Known as the delta-32 mutation after the allele it resides in, the mutation is quite famous, according to study author Rasmus Nielsen, an evolutionary biologist at UC Berkeley. One reason, he says, is the evidence its geographic distribution provides of historic diseases in Europe; another is the fact that it makes those who have it either completely or partially immune to infection with the HIV virus; and the last, of course, is the fact that it was the mutation He Jiankui chose to tweak in Nana and Lulu.

Researchers first identified the mutation in the early nineties when a population of men who had unprotected sex with other men never seemed to get HIV, despite the fact that at the time, the infection was prevelant among this specific group, says Nielsen. Although it does grant those who have copies of the mutation from both parents full immunity from infection, that might come at a cost: According to new research, the mutation also might put those with it at an increased risk of early death.

Prior to this new research, data suggesting it sped up overall mortality was weak, having only been found in a few studies that included small groups of people. Those studies found that people with the CCR5 mutation had a lowered resistance to common illnesses such as influenza. The research published today is the first to look at data from a significantly larger group of people, drawn from the UK Biobank, and make an attempt at fully answering the question: On balance, is this a good mutation to have or a bad one?

“What we found is that if you have two copies of the mutation, so if you have inherited it from both your mother and from your father then there’s a much increased [likelihood] of mortality, corresponding to an almost 20 percent increase in mortality,” says Nielsen.

The mutation is slowly fading away in the Northern European population that carries it naturally, he says, which indicates that whatever environmental factor prompted its persistence—likely a disease such as the bubonic plague—has changed. In other words, the evolutionary advantage of the specific immunities it confers is now outweighed by the disadvantage of the vulnerabilities it creates.

Although the mutation might prevent someone from getting infected with HIV, there are many other ways to avoid that infection, such as using a barrier method during sex, drugs that can protect someone, and on a larger level, robust public health programs that educate the public and also set standards for things like donor blood used in transfusions. On the other hand, there’s no way to regain the lowered resistance to influenza and West Nile virus, among other illnesses, that comes with the mutation.

That lowered resistance to common illnesses—such as influenza—likely explains the higher mortality, Nielsen says, but how much more vulnerable someone with the delta-32 mutation is (that 20 percent increase in mortality) came as a surprise to him.
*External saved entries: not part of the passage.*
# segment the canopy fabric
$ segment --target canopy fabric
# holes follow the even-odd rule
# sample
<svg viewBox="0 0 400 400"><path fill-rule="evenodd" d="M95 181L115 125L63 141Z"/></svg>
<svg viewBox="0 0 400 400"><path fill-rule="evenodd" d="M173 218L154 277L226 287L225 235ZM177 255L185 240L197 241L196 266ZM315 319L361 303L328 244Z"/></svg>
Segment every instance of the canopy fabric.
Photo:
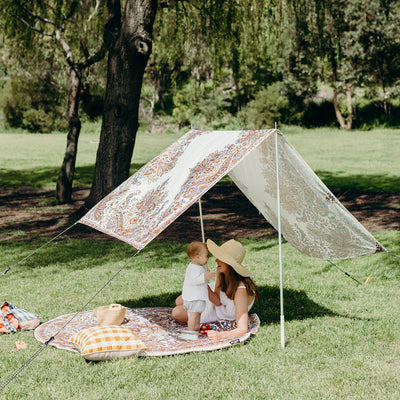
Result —
<svg viewBox="0 0 400 400"><path fill-rule="evenodd" d="M273 132L191 130L79 222L140 250Z"/></svg>
<svg viewBox="0 0 400 400"><path fill-rule="evenodd" d="M285 239L300 251L323 259L384 250L274 129L192 130L101 200L79 222L142 249L229 174L276 228L275 138Z"/></svg>
<svg viewBox="0 0 400 400"><path fill-rule="evenodd" d="M299 251L322 259L345 259L383 247L323 184L279 134L279 188L283 237ZM278 229L275 135L268 136L229 174L264 218Z"/></svg>

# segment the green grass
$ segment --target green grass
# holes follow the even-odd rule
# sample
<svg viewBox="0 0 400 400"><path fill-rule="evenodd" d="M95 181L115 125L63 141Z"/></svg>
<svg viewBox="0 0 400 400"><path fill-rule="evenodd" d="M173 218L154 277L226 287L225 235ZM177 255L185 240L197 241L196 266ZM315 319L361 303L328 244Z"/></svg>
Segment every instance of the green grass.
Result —
<svg viewBox="0 0 400 400"><path fill-rule="evenodd" d="M282 128L330 188L400 191L400 132L341 132ZM84 126L76 185L89 185L99 126ZM177 135L137 138L132 171ZM65 135L0 133L0 186L53 185ZM1 188L0 188L1 190ZM44 204L51 207L52 202ZM13 222L7 224L12 229ZM400 254L400 232L375 235ZM0 242L0 273L45 243L39 232ZM0 399L397 399L400 387L399 259L387 253L338 262L358 285L328 262L283 245L286 347L280 347L276 239L241 239L246 265L260 288L253 312L261 319L244 345L172 357L88 363L46 347ZM94 299L128 307L173 306L187 264L186 244L155 240ZM79 310L135 253L116 240L56 242L0 276L1 301L47 321ZM210 262L211 269L215 264ZM363 282L371 278L368 284ZM24 341L28 349L16 351ZM0 385L39 348L31 331L0 336Z"/></svg>
<svg viewBox="0 0 400 400"><path fill-rule="evenodd" d="M282 132L329 188L400 192L400 130Z"/></svg>
<svg viewBox="0 0 400 400"><path fill-rule="evenodd" d="M83 124L79 137L74 186L88 186L93 179L101 126ZM174 142L177 134L150 135L139 131L131 173ZM0 186L54 187L66 146L66 134L50 135L0 132ZM45 151L44 151L45 150Z"/></svg>
<svg viewBox="0 0 400 400"><path fill-rule="evenodd" d="M282 127L289 142L330 188L400 192L400 130L344 132ZM84 124L79 139L75 186L93 178L100 124ZM148 134L136 139L131 173L161 152L178 134ZM54 187L66 146L66 135L0 133L0 186ZM46 149L46 151L43 151Z"/></svg>
<svg viewBox="0 0 400 400"><path fill-rule="evenodd" d="M400 253L400 232L378 240ZM88 363L45 350L0 394L4 399L396 399L400 385L399 262L388 254L343 261L340 267L284 255L286 348L280 347L277 240L241 240L260 287L261 319L245 345L210 353ZM44 242L0 243L11 265ZM134 254L118 241L64 237L2 279L2 298L42 321L77 311ZM210 261L211 269L215 263ZM185 244L150 243L90 304L172 306L186 267ZM27 350L16 351L24 341ZM2 382L40 347L32 332L2 335Z"/></svg>

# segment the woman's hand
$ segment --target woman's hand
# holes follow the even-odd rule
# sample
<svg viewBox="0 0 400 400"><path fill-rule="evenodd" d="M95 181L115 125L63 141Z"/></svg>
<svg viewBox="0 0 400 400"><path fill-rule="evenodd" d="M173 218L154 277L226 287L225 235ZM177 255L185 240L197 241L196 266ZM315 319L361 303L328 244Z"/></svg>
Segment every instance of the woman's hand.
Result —
<svg viewBox="0 0 400 400"><path fill-rule="evenodd" d="M207 337L210 340L218 340L218 339L222 339L222 334L223 333L224 332L218 332L218 331L216 331L214 329L210 329L209 331L207 331Z"/></svg>
<svg viewBox="0 0 400 400"><path fill-rule="evenodd" d="M219 293L213 292L210 286L208 286L208 299L215 306L220 306L222 304L221 300L219 299Z"/></svg>

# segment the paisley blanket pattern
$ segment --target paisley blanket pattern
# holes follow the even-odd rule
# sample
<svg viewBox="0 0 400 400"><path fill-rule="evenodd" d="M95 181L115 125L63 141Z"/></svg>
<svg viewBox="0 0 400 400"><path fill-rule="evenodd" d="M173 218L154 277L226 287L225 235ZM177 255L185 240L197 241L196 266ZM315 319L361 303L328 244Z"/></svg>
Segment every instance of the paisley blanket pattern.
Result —
<svg viewBox="0 0 400 400"><path fill-rule="evenodd" d="M126 316L121 326L128 328L135 334L148 349L142 356L166 356L172 354L190 353L193 351L211 351L232 346L247 340L255 335L260 326L257 314L249 315L248 332L242 336L230 339L210 340L206 334L200 335L198 340L184 341L178 338L186 326L171 317L171 308L127 308ZM69 338L82 329L96 326L97 321L92 311L83 311L79 314L61 315L41 324L35 329L34 336L39 342L49 343L59 349L76 352ZM235 328L235 321L216 321L209 324L211 329L231 330Z"/></svg>

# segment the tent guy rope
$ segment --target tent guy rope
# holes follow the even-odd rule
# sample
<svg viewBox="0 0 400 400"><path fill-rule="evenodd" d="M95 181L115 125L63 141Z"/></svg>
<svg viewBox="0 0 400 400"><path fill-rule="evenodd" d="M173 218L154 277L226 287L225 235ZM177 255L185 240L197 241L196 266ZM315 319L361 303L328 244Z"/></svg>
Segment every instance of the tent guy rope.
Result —
<svg viewBox="0 0 400 400"><path fill-rule="evenodd" d="M7 385L9 385L43 350L46 346L48 346L54 338L68 326L78 314L85 310L85 308L98 296L98 294L106 288L110 282L140 253L141 250L138 250L125 264L114 274L111 278L77 311L52 337L49 338L45 343L40 346L40 348L32 354L18 369L16 369L1 385L0 392L2 392Z"/></svg>
<svg viewBox="0 0 400 400"><path fill-rule="evenodd" d="M58 235L54 236L52 239L50 239L48 242L46 242L45 244L43 244L42 246L38 247L36 250L32 251L32 253L28 254L26 257L24 257L22 260L19 260L18 262L16 262L14 265L11 265L11 267L6 268L1 274L5 275L8 271L10 271L10 269L16 267L17 265L21 264L23 261L27 260L29 257L33 256L35 253L37 253L39 250L43 249L43 247L46 247L48 244L50 244L51 242L53 242L54 240L56 240L57 238L59 238L61 235L63 235L65 232L69 231L72 227L74 227L79 221L76 221L75 223L73 223L71 226L69 226L67 229L63 230L61 233L59 233Z"/></svg>
<svg viewBox="0 0 400 400"><path fill-rule="evenodd" d="M343 272L346 276L348 276L349 278L353 279L353 281L357 282L359 285L361 285L361 282L359 280L357 280L356 278L353 278L348 272L346 272L345 270L343 270L342 268L340 268L338 265L336 265L334 262L332 262L331 260L328 260L331 265L333 265L334 267L336 267L339 271Z"/></svg>

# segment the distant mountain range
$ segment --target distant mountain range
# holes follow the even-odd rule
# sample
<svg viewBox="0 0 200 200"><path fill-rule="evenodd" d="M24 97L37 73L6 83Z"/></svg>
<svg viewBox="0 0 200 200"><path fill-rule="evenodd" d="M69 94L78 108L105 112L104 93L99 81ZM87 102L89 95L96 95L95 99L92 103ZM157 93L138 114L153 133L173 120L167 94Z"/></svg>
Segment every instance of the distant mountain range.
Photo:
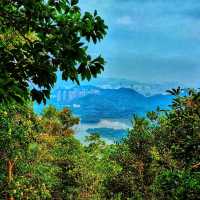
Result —
<svg viewBox="0 0 200 200"><path fill-rule="evenodd" d="M81 123L74 127L80 141L84 141L89 133L98 132L107 142L112 142L127 135L134 114L144 116L158 106L169 109L172 97L166 90L178 86L184 87L178 83L140 83L114 78L83 81L80 86L75 86L70 81L62 81L58 73L47 105L58 109L69 107L80 117ZM43 108L43 105L34 105L37 113Z"/></svg>
<svg viewBox="0 0 200 200"><path fill-rule="evenodd" d="M165 94L145 96L131 88L100 88L91 85L56 88L47 104L57 108L69 107L83 123L101 119L131 119L133 114L144 115L158 106L168 108L172 97ZM41 112L43 106L35 105Z"/></svg>
<svg viewBox="0 0 200 200"><path fill-rule="evenodd" d="M83 81L81 86L93 85L101 89L119 89L130 88L144 96L152 96L155 94L165 94L166 90L177 88L178 86L186 87L177 82L164 82L164 83L142 83L134 80L118 79L118 78L96 78L90 82ZM58 73L57 83L54 89L70 89L74 87L74 83L62 81L61 74Z"/></svg>

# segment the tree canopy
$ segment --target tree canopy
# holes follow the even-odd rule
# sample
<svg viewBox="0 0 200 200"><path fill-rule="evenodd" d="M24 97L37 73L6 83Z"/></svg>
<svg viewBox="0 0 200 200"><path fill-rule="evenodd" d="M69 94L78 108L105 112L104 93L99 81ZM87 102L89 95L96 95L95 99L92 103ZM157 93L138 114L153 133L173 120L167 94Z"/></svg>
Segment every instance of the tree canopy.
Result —
<svg viewBox="0 0 200 200"><path fill-rule="evenodd" d="M200 92L173 95L171 110L134 116L115 144L96 133L81 143L67 108L37 116L29 105L0 103L0 198L199 199Z"/></svg>
<svg viewBox="0 0 200 200"><path fill-rule="evenodd" d="M45 103L58 70L78 84L96 77L105 61L92 58L87 45L106 30L97 11L82 12L78 0L1 0L0 100Z"/></svg>

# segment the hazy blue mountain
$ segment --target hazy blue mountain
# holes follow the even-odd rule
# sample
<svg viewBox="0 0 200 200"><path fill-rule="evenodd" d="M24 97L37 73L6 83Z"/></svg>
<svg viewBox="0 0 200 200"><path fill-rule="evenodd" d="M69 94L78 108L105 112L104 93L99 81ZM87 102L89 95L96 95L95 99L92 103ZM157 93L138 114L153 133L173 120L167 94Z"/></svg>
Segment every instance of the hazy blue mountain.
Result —
<svg viewBox="0 0 200 200"><path fill-rule="evenodd" d="M144 116L158 106L169 109L168 105L171 101L172 97L169 95L145 96L131 88L113 89L82 85L72 88L55 88L47 105L54 105L58 109L69 107L74 114L79 116L81 119L77 131L79 136L97 132L104 139L118 141L127 134L127 130L121 125L117 128L113 126L114 121L117 122L117 126L118 122L124 126L125 121L128 125L133 114ZM34 105L38 113L43 108L43 105ZM105 121L102 123L102 120Z"/></svg>
<svg viewBox="0 0 200 200"><path fill-rule="evenodd" d="M133 114L144 115L157 106L165 109L171 96L146 97L130 88L102 89L96 86L81 86L53 90L47 104L57 108L70 107L85 123L97 123L101 119L131 119ZM42 106L35 106L40 111Z"/></svg>
<svg viewBox="0 0 200 200"><path fill-rule="evenodd" d="M72 81L67 81L67 82L62 81L61 73L58 73L57 75L58 77L57 77L57 83L54 87L55 89L70 89L74 87L74 83ZM130 88L145 96L164 94L166 90L171 88L176 88L178 86L185 87L177 82L142 83L134 80L119 79L119 78L102 78L102 77L92 79L90 82L88 81L81 82L81 86L87 86L89 84L102 89Z"/></svg>

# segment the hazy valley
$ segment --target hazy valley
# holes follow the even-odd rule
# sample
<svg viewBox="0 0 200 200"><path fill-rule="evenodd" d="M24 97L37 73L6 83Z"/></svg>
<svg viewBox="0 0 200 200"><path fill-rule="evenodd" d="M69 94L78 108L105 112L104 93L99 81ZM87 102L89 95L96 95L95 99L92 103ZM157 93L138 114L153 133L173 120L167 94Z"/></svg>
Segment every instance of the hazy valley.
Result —
<svg viewBox="0 0 200 200"><path fill-rule="evenodd" d="M81 141L88 133L97 132L108 142L119 140L126 135L134 114L145 116L158 106L169 109L172 100L165 89L173 83L148 85L121 79L102 79L92 84L72 86L58 81L47 101L47 105L58 109L69 107L80 117L81 123L74 128ZM44 106L35 104L34 108L41 113Z"/></svg>

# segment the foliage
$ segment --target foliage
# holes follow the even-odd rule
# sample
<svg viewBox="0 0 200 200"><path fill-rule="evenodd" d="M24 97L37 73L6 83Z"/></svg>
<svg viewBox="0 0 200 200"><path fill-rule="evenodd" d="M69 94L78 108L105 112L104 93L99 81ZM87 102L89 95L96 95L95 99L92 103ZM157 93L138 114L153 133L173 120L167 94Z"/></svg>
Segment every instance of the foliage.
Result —
<svg viewBox="0 0 200 200"><path fill-rule="evenodd" d="M1 0L0 99L19 101L30 95L45 102L56 82L90 80L104 69L101 56L92 59L87 43L97 43L107 26L97 14L81 12L77 0ZM24 95L26 94L26 95Z"/></svg>
<svg viewBox="0 0 200 200"><path fill-rule="evenodd" d="M199 199L200 93L175 92L172 109L134 116L121 142L74 137L79 119L49 106L0 104L3 199ZM6 148L5 148L6 146Z"/></svg>
<svg viewBox="0 0 200 200"><path fill-rule="evenodd" d="M152 135L149 122L134 116L133 129L118 145L112 159L120 163L121 172L108 183L109 198L120 195L121 199L150 199L149 185L153 180Z"/></svg>
<svg viewBox="0 0 200 200"><path fill-rule="evenodd" d="M81 144L69 109L37 116L27 102L46 102L58 70L78 84L101 73L105 61L92 59L87 43L106 29L78 0L1 0L1 199L200 199L199 90L169 90L171 110L134 116L112 145L98 134Z"/></svg>
<svg viewBox="0 0 200 200"><path fill-rule="evenodd" d="M108 194L121 199L199 199L200 92L180 88L170 111L134 117L133 129L111 159L122 171ZM111 198L111 197L110 197Z"/></svg>
<svg viewBox="0 0 200 200"><path fill-rule="evenodd" d="M200 173L190 170L164 170L153 185L156 199L199 199Z"/></svg>
<svg viewBox="0 0 200 200"><path fill-rule="evenodd" d="M82 145L71 129L79 119L70 110L58 111L50 106L42 116L36 116L30 105L1 104L0 116L3 198L105 197L105 182L121 169L109 159L114 146L107 145L97 135L91 135L87 145Z"/></svg>
<svg viewBox="0 0 200 200"><path fill-rule="evenodd" d="M16 199L49 197L55 169L39 159L35 140L40 127L35 114L29 105L0 107L0 195Z"/></svg>
<svg viewBox="0 0 200 200"><path fill-rule="evenodd" d="M47 119L60 119L60 113L63 119L65 110L56 111L53 107L48 107L43 112L41 123ZM64 119L63 122L67 121L71 127L72 123L69 121L73 121L74 117L66 115ZM51 191L52 198L102 199L104 181L118 170L117 164L109 160L110 147L99 136L88 137L88 145L83 146L73 135L62 134L62 131L64 129L61 129L61 134L57 134L51 129L49 132L43 132L38 138L41 151L45 152L47 157L46 161L59 168L59 182Z"/></svg>
<svg viewBox="0 0 200 200"><path fill-rule="evenodd" d="M74 133L71 127L79 124L79 118L74 117L67 108L58 111L55 107L48 106L43 111L41 123L45 133L67 136Z"/></svg>

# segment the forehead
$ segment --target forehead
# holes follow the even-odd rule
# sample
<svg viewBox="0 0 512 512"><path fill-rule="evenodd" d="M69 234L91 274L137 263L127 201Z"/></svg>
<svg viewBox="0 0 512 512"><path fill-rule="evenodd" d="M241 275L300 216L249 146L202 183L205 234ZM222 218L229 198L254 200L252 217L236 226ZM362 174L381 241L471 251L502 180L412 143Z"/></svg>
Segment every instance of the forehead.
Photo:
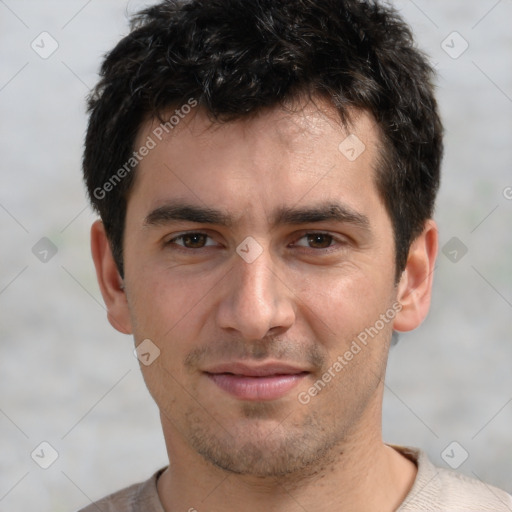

As for how this all connects back to the CRISPR babies, one scientist who was not involved with the study says the study won’t help us better understand how the twins’ health will unfold. Of the two girls, only one has a complete knockout of delta-32, and that wasn’t accomplished in a way that exactly replicates what happens in nature, says John Doench, a Broad Institute geneticist and gene editing expert. As for what could actually happen if the twins had children and passed down their mutations? “We have no way of knowing,” Doench says. “I don’t think this helps us understand the CRISPR babies in any way.”

Rather, what this does show is that a mutation that probably doesn’t deserve outsize attention is getting a lot of it.

“I’m not sure that one could put any other gene in the title of this paper and get it published in Nature Medicine,” says Doench. And if the researchers had tried to publish a short report on the CCR5 gene such as this even a year ago, he says, they wouldn’t have been likely to get it published in such a prestigious journal. “It’s only because of the CRISPR babies that Nature Medicine would publish this.”